Observation #2: Releasing the GIL on multi-core is paramount. Yes, we arrived to the same conclusion the last time, but back then it was 14%. Not any longer - even comparing apples to apples (or C++ to C++), we get a speed-up of 2.
Actually, here you might ask - "why not 6?". Indeed, why not - aren't there six cores? Well, we use inputs of various sizes, and the longest ones form the critical path. If I'd run all the tests on exactly the same input, we would have had an even higher speed-up factor.
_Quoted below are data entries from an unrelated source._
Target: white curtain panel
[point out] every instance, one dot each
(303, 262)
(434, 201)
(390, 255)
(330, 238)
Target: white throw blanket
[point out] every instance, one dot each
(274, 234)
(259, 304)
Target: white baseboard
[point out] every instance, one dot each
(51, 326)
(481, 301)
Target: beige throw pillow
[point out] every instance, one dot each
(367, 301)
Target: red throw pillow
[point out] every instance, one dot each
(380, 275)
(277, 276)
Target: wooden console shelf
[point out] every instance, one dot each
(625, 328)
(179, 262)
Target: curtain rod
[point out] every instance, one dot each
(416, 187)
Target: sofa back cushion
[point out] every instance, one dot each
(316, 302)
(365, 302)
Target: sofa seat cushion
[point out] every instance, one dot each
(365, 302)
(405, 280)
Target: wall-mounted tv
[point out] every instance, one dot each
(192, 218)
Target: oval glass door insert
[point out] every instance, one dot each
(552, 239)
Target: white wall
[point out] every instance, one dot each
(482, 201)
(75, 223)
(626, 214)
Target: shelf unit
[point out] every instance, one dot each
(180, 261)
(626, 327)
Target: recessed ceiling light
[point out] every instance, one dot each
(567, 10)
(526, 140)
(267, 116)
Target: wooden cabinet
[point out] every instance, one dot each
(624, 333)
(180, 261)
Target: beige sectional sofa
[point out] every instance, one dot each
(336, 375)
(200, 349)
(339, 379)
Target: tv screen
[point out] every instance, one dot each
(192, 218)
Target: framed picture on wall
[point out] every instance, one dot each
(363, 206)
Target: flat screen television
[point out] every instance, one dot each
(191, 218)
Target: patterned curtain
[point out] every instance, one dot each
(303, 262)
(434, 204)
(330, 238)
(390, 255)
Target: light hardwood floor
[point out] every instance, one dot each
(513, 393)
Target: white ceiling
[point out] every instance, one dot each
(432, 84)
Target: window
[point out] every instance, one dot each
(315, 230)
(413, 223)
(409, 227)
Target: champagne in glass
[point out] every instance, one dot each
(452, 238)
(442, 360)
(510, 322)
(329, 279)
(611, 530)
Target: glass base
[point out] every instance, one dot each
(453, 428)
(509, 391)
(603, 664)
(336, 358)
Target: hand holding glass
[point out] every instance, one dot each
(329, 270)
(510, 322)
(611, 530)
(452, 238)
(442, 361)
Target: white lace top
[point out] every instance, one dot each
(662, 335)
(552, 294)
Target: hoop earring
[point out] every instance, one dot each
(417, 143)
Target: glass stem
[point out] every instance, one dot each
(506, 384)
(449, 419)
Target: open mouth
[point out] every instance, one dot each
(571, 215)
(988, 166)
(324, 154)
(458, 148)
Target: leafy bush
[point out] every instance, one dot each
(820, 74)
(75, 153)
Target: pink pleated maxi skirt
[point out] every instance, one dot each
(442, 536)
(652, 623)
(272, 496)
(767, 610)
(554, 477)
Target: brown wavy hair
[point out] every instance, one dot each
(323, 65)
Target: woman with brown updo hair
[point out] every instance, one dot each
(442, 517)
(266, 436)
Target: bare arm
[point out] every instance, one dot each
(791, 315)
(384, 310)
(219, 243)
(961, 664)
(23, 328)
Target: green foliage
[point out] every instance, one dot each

Observation #3: C++ provides value irrespective of parallelism. Yes, you might say that we hobbled Python by recompiling the regex each time. But then, we could say that it is C++ that was hampered; with some effort we could have cached the compiled regex in static memory.
Going back to cold, hard data - we get 70% speedup from C++ even before the GIL is gone.
Before the flames start shooting in my direction: I'm not saying that Python is always slower than C++. Understanding how performance compares between the two in various cases is important, and the answer can never be said in one syllable or paragraph. Definitely worth exploring further.

Time to wrap things up

It was a long road from basic sentence counting to parallel, asynchronous performance tuning. We found Python's GIL, navigated around it, and looked at cases when parallel execution does more harm than good.
There's always more to say about Python/C++ performance comparison, so the wider topic is very likely to remain on this blog for a while.